Last night at dinner we had a family conversation about how to structure these upcoming days and weeks ahead. Over the weekend we'd all been contemplating the variety of activities that would be important to include in each day. I think this social isolation has been the most challenging for my fifteen-year-old daughter. Not seeing friends and being limited so extremely is antithetical to what it means to be an adolescent. This is her time. Her friends (not her parents) are her people. As we reviewed what activities to include each day my partner Nancy, looking at Lucia's downtrodden eyes, said, "Alone time. It will be important for each of us to have some alone time every day."
I'm so sad about how this unprecedented time in our history is affecting everyone, but my heart hurts most for my daughter and her peers. This is a hard time to be a teenager. Last night I woke up at 3am filled with angst. I usually sleep soundly through the night, and if I wake up I go right back to sleep but last night I got stuck in my grief. Lucia, already craving some space and alone time was sleeping two floors down in our basement guest room. Her empty bed in the room across the hall was a stark reminder of how this global crisis is hitting my daughter.

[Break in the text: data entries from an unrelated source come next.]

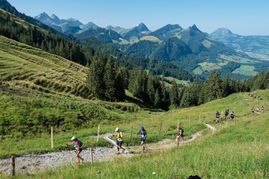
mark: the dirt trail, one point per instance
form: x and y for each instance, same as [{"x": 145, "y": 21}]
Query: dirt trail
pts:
[{"x": 31, "y": 164}]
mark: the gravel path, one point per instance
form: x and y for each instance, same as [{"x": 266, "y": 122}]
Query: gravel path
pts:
[{"x": 34, "y": 163}]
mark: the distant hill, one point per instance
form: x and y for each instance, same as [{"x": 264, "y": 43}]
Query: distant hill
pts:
[
  {"x": 198, "y": 52},
  {"x": 254, "y": 45}
]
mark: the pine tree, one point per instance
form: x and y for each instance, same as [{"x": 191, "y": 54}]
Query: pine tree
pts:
[
  {"x": 95, "y": 80},
  {"x": 174, "y": 94},
  {"x": 120, "y": 84},
  {"x": 213, "y": 87},
  {"x": 110, "y": 81}
]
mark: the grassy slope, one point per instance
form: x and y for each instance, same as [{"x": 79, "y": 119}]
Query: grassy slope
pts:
[
  {"x": 237, "y": 151},
  {"x": 23, "y": 65},
  {"x": 188, "y": 118},
  {"x": 37, "y": 86}
]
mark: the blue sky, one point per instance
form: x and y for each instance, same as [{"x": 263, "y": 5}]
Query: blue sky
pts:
[{"x": 246, "y": 17}]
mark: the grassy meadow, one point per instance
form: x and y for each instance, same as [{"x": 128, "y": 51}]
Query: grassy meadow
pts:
[{"x": 238, "y": 150}]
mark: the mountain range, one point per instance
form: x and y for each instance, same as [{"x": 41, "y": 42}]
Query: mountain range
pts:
[{"x": 196, "y": 51}]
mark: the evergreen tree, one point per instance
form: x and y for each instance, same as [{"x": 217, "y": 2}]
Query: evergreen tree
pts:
[
  {"x": 110, "y": 81},
  {"x": 95, "y": 80},
  {"x": 121, "y": 84},
  {"x": 174, "y": 94},
  {"x": 212, "y": 88}
]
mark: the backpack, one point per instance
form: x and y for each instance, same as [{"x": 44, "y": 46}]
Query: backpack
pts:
[{"x": 80, "y": 144}]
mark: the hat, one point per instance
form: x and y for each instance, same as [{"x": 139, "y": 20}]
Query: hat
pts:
[{"x": 73, "y": 138}]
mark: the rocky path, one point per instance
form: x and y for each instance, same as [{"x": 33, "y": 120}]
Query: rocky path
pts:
[{"x": 34, "y": 163}]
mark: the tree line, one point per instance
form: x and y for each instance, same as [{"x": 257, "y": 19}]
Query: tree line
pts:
[{"x": 108, "y": 81}]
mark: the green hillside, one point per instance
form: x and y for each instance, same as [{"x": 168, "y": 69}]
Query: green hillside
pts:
[
  {"x": 38, "y": 90},
  {"x": 237, "y": 150},
  {"x": 23, "y": 65}
]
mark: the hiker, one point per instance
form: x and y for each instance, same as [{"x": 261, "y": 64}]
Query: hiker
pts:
[
  {"x": 217, "y": 117},
  {"x": 143, "y": 136},
  {"x": 253, "y": 110},
  {"x": 78, "y": 148},
  {"x": 180, "y": 135},
  {"x": 262, "y": 109},
  {"x": 119, "y": 140},
  {"x": 226, "y": 114},
  {"x": 232, "y": 115}
]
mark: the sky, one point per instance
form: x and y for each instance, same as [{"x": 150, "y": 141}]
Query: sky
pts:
[{"x": 245, "y": 17}]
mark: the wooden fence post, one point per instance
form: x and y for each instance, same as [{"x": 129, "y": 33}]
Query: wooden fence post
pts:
[
  {"x": 13, "y": 165},
  {"x": 91, "y": 154},
  {"x": 98, "y": 133},
  {"x": 51, "y": 137}
]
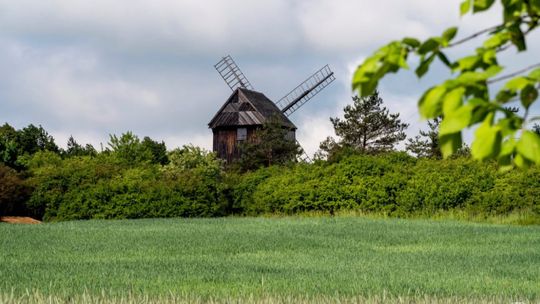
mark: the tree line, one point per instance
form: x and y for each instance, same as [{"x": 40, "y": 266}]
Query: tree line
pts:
[{"x": 359, "y": 170}]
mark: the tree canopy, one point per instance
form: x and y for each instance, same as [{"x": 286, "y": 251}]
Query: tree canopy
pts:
[
  {"x": 468, "y": 99},
  {"x": 367, "y": 127}
]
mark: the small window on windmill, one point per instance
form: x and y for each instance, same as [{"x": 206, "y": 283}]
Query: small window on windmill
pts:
[{"x": 241, "y": 134}]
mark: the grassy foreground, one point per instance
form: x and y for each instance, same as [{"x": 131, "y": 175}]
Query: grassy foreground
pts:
[{"x": 272, "y": 260}]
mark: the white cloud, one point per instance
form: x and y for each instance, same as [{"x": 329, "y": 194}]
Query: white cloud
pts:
[{"x": 91, "y": 68}]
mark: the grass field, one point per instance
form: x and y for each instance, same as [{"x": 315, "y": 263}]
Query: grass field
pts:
[{"x": 260, "y": 258}]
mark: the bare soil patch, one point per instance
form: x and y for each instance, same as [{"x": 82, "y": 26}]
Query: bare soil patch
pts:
[{"x": 18, "y": 220}]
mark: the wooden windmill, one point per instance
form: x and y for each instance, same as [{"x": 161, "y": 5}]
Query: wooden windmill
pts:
[{"x": 246, "y": 110}]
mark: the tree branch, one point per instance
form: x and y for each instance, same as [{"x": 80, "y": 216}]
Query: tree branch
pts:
[
  {"x": 514, "y": 74},
  {"x": 471, "y": 37}
]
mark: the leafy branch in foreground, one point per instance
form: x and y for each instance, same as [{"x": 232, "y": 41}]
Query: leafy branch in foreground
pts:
[{"x": 466, "y": 100}]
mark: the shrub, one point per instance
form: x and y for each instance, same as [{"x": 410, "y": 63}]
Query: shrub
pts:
[{"x": 14, "y": 192}]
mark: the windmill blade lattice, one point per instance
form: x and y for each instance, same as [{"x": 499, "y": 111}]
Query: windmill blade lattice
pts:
[
  {"x": 232, "y": 74},
  {"x": 303, "y": 157},
  {"x": 306, "y": 90}
]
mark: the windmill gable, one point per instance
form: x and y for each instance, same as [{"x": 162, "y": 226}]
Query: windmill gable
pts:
[
  {"x": 247, "y": 108},
  {"x": 243, "y": 113}
]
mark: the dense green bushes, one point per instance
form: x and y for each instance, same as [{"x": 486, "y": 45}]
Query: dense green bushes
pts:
[
  {"x": 393, "y": 184},
  {"x": 108, "y": 186},
  {"x": 14, "y": 192},
  {"x": 193, "y": 184}
]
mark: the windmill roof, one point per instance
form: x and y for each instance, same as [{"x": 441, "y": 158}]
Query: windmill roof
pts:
[{"x": 248, "y": 108}]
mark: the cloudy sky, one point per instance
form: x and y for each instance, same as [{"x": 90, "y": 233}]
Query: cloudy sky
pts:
[{"x": 93, "y": 68}]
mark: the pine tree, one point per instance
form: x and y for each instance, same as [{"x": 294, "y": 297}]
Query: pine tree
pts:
[
  {"x": 367, "y": 126},
  {"x": 270, "y": 146},
  {"x": 427, "y": 143}
]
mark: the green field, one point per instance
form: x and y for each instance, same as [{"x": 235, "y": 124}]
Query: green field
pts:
[{"x": 271, "y": 258}]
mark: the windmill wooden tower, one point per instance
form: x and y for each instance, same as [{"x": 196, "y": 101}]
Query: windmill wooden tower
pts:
[{"x": 246, "y": 110}]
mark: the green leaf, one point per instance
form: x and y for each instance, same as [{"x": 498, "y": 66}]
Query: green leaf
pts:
[
  {"x": 431, "y": 103},
  {"x": 468, "y": 63},
  {"x": 492, "y": 71},
  {"x": 517, "y": 84},
  {"x": 504, "y": 96},
  {"x": 465, "y": 7},
  {"x": 505, "y": 158},
  {"x": 529, "y": 146},
  {"x": 522, "y": 162},
  {"x": 497, "y": 40},
  {"x": 412, "y": 42},
  {"x": 528, "y": 95},
  {"x": 487, "y": 142},
  {"x": 449, "y": 34},
  {"x": 424, "y": 66},
  {"x": 457, "y": 120},
  {"x": 429, "y": 46},
  {"x": 518, "y": 38},
  {"x": 444, "y": 59},
  {"x": 450, "y": 143},
  {"x": 482, "y": 5},
  {"x": 535, "y": 74},
  {"x": 453, "y": 100}
]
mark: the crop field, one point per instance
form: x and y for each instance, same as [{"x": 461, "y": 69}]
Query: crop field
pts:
[{"x": 292, "y": 259}]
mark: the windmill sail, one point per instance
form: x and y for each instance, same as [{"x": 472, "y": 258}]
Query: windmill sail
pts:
[
  {"x": 303, "y": 157},
  {"x": 231, "y": 73},
  {"x": 306, "y": 90}
]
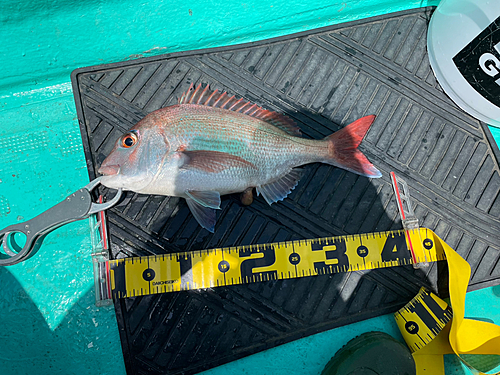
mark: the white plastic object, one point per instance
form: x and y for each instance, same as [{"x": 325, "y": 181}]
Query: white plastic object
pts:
[{"x": 463, "y": 42}]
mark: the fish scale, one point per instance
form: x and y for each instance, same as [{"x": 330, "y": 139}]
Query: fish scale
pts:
[{"x": 221, "y": 145}]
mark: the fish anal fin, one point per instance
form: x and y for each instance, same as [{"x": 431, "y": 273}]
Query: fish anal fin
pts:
[
  {"x": 205, "y": 96},
  {"x": 213, "y": 161},
  {"x": 210, "y": 199},
  {"x": 280, "y": 188},
  {"x": 205, "y": 216}
]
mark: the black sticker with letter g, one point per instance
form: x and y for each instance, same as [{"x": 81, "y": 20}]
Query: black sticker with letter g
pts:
[{"x": 479, "y": 63}]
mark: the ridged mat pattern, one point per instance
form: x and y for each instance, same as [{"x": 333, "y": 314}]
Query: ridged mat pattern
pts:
[{"x": 323, "y": 80}]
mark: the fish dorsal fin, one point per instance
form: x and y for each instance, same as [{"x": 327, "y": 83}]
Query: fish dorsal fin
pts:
[{"x": 205, "y": 96}]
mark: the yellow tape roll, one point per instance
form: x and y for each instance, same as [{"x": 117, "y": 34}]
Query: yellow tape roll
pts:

These days, this time of voluntary isolation for the greater human good, is forcing us into being alone-- alone together but also alone with ourselves, a space many of us don't take or make room for on a daily basis. My favorite poet, David Whyte, in an essay called Alone in his book Consolations: The Solace, Nourishment and Underlying Meaning of Everyday Words, writes "To be alone for any length of time is to shed an outer skin. The body is inhabited in a different way when we are alone than when we are with others. Alone, we live in our bodies as a question rather than a statement."
Last night when I was awake I felt this aloneness, even with Nancy asleep right next to me and Lucia safe and sound downstairs. I felt an extreme vulnerability, like I was free-falling into the fear of these unknown times. It really is like living in 'a question,' this absence of knowing what's next. Further on in the same essay Whyte writes, "Aloneness begins in puzzlement at our own reflection, transits through awkwardness and even ugliness at what we see, and culminates, one appointed hour or day, in a beautiful unlooked for surprise, at the new complexion beginning to form, the slow knitting together of an inner life, now exposed to air and light."
This unknowing is scary for all of us and it affects the young and old in different ways, but Whyte's words give me comfort. There is a deeper place, maybe even a surprise beyond and within this alone-ness. Today is my family's first day trying out our new schedules. We'll each work on piecing together a puzzle of normalcy in this inconceivable new reality. We're all in this together. And Alone.